Pochodzenie muzyki i jej konsekwencje w naszym życiu
W taki czy inny sposób muzyka jest obecna w niemal wszystkich sferach naszego życia. Może być na przykład wstawiony do sceny z horroru, aby zwiększyć napięcie i udrękę, lub może być użyty podczas zajęć fitness, aby jego asystenci podążali we właściwym rytmie.
Z drugiej strony, w jakimkolwiek szanującym się wydarzeniu towarzyskim nie można przegapić żadnej melodii, nawet w tle. Od słynnego marszu weselnego Richard Wagner na weselu do zespołów i piosenkarzy i autorów piosenek, którzy ustawiają nocne bary, muzykalność jest zawsze obecna.

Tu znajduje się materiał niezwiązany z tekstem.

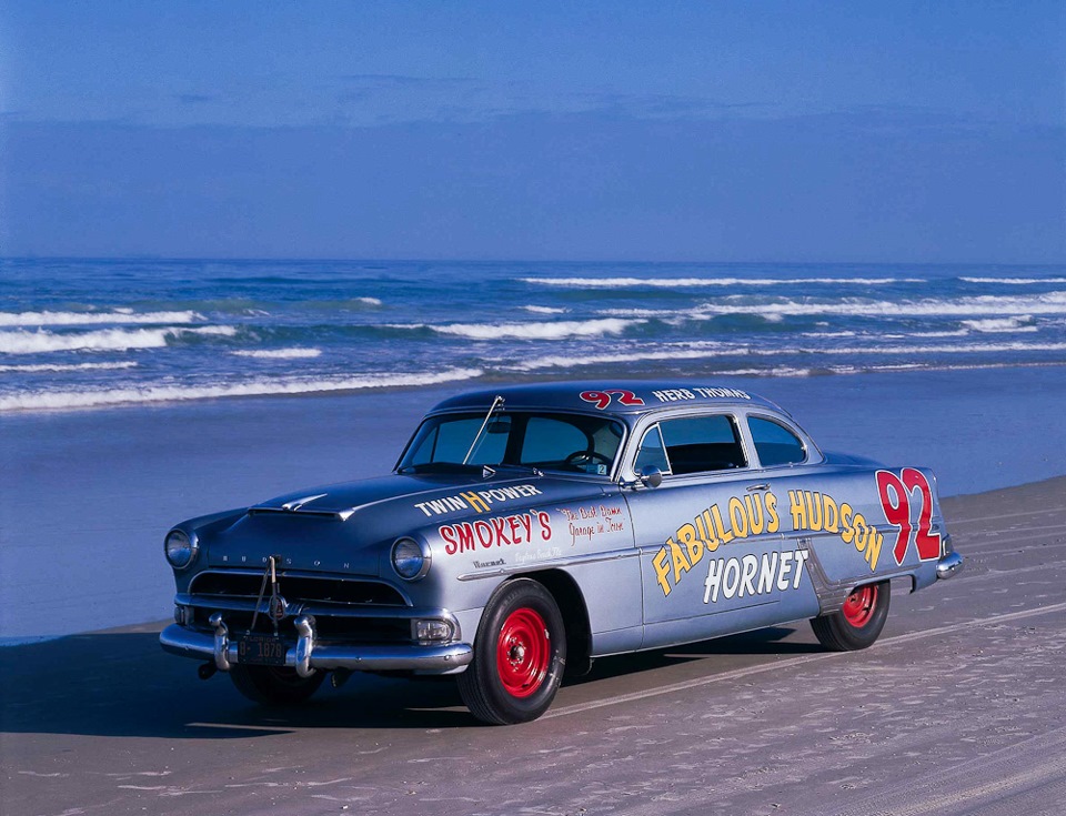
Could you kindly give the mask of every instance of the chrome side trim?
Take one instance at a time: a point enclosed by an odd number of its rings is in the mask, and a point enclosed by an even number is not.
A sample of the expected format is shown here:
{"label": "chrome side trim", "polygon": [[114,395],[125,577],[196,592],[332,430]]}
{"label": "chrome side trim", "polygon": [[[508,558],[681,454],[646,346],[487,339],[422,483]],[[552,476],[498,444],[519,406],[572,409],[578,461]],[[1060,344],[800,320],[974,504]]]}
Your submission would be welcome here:
{"label": "chrome side trim", "polygon": [[[452,674],[462,671],[474,656],[473,647],[469,643],[449,643],[440,646],[360,646],[319,643],[313,627],[309,628],[311,631],[306,635],[301,635],[295,648],[290,648],[285,655],[285,665],[292,666],[298,673],[301,673],[300,661],[305,659],[302,667],[309,673],[314,669],[346,668],[351,672],[406,671],[416,674]],[[304,637],[305,643],[303,643]],[[200,661],[213,657],[215,665],[222,668],[224,662],[223,671],[229,671],[237,662],[237,644],[227,643],[225,648],[220,653],[215,649],[215,641],[213,635],[187,629],[178,624],[171,624],[159,635],[159,643],[165,652]],[[303,643],[303,652],[301,652],[301,643]],[[222,655],[222,662],[219,654]]]}
{"label": "chrome side trim", "polygon": [[963,556],[958,553],[948,553],[936,562],[936,577],[938,581],[947,581],[963,568]]}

Osoby wszystkich ludzkich społeczeństw mogą postrzegać muzykalność i być emocjonalnie wrażliwe na dźwięk (Amodeo, 2014). Łatwo jest każdemu wiedzieć, kiedy piosenka mu się podoba, powoduje smutek, a nawet euforię. I podobnie jak wiele innych rzeczy obecnych w naszym życiu, akceptujemy istnienie muzyki jako czegoś naturalnego. Jednak analizowane z naukowego punktu widzenia, możliwość tworzenia i cieszenia się muzyką jest dość złożona i przyciągnęła uwagę naukowców z wielu różnych dziedzin.
- Zalecany artykuł: „Jakiej muzyki słuchają inteligentni ludzie?”

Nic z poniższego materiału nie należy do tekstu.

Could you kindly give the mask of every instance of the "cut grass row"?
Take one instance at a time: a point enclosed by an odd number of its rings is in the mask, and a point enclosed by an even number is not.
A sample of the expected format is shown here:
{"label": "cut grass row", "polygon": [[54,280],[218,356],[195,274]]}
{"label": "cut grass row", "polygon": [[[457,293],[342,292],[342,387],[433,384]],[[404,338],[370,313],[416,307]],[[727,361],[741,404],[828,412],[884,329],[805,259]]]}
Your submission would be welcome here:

Muzyka może sprzyjać przetrwaniu
Od kilku dekad, naukowcy, którzy badają ewolucję, zaproponowali znalezienie źródła muzyki w historii biologicznej człowieka. Ta perspektywa zaczyna się od teorii doboru naturalnego, stwierdzając, że to potrzeby narzucone przez środowisko kształtują projekt wszystkich gatunków, ponieważ jednostki o najlepszych przystosowaniach (fizjologicznych lub psychologicznych) przetrwają w każdej chwili.

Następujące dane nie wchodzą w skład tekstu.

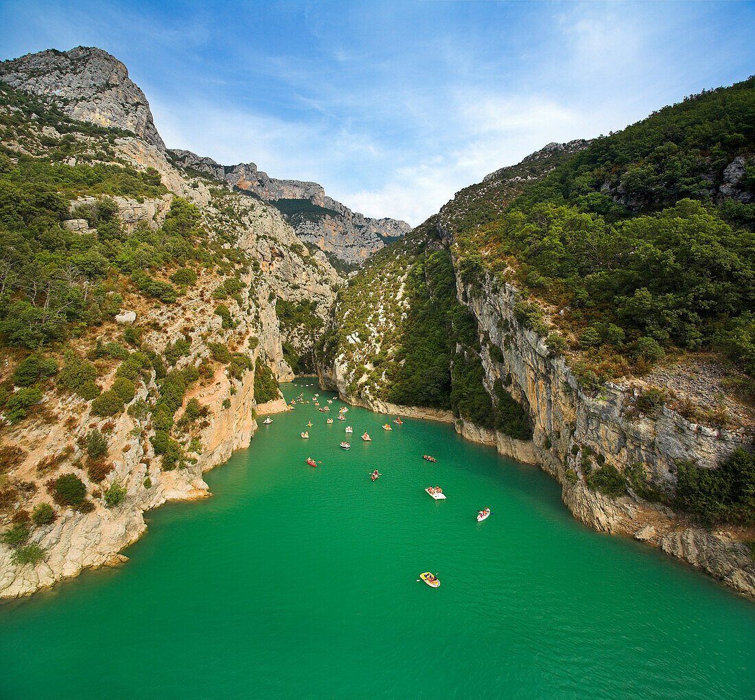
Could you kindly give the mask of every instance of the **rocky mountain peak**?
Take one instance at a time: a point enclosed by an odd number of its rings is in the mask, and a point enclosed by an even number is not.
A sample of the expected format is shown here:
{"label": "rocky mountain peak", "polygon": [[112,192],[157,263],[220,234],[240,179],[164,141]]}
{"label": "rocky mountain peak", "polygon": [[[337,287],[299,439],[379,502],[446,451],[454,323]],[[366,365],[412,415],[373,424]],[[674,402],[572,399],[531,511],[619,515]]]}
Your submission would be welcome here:
{"label": "rocky mountain peak", "polygon": [[126,66],[101,48],[47,49],[5,60],[0,80],[50,99],[75,119],[125,129],[165,150],[144,93]]}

Te korzystne cechy wynikają z różnych mutacji genetycznych, które, jeśli będą pozytywne dla przeżycia, z większym prawdopodobieństwem będą przekazywane z pokolenia na pokolenie. W przypadku człowieka nacisk doboru naturalnego wpłynął na strukturę i funkcje mózgu przez tysiące lat, przetrwając projekt, który umożliwił prowadzenie bardziej funkcjonalnych zachowań.
Nasz gatunek jest jednak znacznie bardziej złożony. Chociaż dobór naturalny był tym, który ukształtował biologiczny projekt organizmu, To kultura i to, czego uczymy się przez całe życie, kończy się określeniem, kim jesteśmy.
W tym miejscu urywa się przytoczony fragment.